Pandemic and epistemic humility

I was asked by a colleague recently what I think is going to happen in the Fall. My answer was that I don’t even pretend to know.

There’s not too much overlap between my professional expertise and my opinions on our current situation, but there’s this: There is more uncertainty than you’d like to admit, but that doesn’t mean that you can say whatever you want. This holds both in general and in the present specifics.

In an article in the News Statesman back in March, Eric Schliesser and Eric Winsberg argued against “comparing the scientific consensus on anthropogenic climate change with the growing consensus of public health officials about how to respond to Covid-19.”

This partly conflates apples and oranges: The consensus on climate change is agreement about the phenomenon in broad terms, whereas the response to Covid-19 is a policy decision.

To compare apples to apples— Scientists know a lot about Covid-19 as a broad phenomenon. Just as so-called climate sceptics continue to deny both the data and the phenomenon, extremists about Covid deny basic facts like death tolls and even the existence of the virus.

To compare the oranges to the oranges, as it were— the response to climate change goes beyond just a question of climate science, just as much as the response to Covid-19 goes beyond biomedicine.
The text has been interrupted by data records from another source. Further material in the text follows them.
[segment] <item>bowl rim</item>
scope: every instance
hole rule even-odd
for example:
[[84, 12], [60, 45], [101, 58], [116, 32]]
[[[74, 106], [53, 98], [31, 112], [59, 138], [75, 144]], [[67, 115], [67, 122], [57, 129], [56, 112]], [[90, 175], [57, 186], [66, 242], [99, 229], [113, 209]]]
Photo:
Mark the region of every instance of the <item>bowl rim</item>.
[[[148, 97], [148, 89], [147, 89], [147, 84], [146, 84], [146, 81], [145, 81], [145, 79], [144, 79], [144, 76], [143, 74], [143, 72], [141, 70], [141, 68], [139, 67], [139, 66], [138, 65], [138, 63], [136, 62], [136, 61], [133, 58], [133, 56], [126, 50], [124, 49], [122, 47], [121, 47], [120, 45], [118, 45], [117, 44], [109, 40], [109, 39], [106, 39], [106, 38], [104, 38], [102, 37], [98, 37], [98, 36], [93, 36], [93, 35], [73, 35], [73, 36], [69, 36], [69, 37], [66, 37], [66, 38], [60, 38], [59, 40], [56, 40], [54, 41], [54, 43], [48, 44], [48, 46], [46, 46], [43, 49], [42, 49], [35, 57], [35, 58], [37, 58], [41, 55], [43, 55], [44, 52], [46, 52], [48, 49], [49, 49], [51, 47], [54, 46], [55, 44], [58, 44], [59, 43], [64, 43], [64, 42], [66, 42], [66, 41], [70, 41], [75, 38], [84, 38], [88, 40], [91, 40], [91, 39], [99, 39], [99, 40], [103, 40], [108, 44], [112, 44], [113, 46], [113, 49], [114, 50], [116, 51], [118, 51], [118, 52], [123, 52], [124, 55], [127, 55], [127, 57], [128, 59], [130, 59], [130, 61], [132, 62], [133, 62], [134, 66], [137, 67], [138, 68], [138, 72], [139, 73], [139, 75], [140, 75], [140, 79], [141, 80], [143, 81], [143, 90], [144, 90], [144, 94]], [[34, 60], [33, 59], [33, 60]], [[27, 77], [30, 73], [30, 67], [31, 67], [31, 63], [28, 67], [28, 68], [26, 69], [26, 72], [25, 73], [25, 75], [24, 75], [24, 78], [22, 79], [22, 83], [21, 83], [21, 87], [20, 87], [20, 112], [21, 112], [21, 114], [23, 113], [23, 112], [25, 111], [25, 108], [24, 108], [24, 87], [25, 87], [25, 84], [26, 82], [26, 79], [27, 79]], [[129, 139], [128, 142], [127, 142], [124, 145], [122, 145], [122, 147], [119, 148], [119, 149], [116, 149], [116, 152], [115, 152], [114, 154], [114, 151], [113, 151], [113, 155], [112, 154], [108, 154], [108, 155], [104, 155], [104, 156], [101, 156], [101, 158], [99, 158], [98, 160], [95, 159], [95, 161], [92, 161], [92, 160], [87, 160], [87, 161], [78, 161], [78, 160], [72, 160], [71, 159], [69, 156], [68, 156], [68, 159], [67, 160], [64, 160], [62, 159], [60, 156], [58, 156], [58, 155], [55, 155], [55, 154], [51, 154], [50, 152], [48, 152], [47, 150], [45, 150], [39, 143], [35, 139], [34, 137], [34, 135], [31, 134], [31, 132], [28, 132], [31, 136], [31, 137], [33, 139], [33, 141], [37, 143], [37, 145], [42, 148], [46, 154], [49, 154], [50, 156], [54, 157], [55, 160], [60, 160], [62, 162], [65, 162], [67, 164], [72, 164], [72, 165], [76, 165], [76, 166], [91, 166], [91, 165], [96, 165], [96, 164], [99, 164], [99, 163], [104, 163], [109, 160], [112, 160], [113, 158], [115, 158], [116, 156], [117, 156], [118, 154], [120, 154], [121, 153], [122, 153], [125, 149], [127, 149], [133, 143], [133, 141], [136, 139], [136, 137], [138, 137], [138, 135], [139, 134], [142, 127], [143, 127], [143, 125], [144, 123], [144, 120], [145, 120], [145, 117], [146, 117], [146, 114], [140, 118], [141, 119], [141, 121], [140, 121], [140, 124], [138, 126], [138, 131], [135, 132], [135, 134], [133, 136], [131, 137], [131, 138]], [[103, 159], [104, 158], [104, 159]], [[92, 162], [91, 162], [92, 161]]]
Nevertheless, the contrast they point to is real. The consensus on climate change has built up over many years with cycles of publication and critical review, but the science of Covid-19 is still very much in flux. There’s a lot we don’t know. This twitter thread from Megan Romney is a snapshot of our ignorance as of a couple of days ago.

Some institutions are planning as if there will be a second outbreak in late Fall. Others are assuming that this current outbreak will continue more or less unabated. And others are hoping against the evidence that the worst is over. The exigency of running a university requires that plans be made— but I won’t pretend to know what’s in store.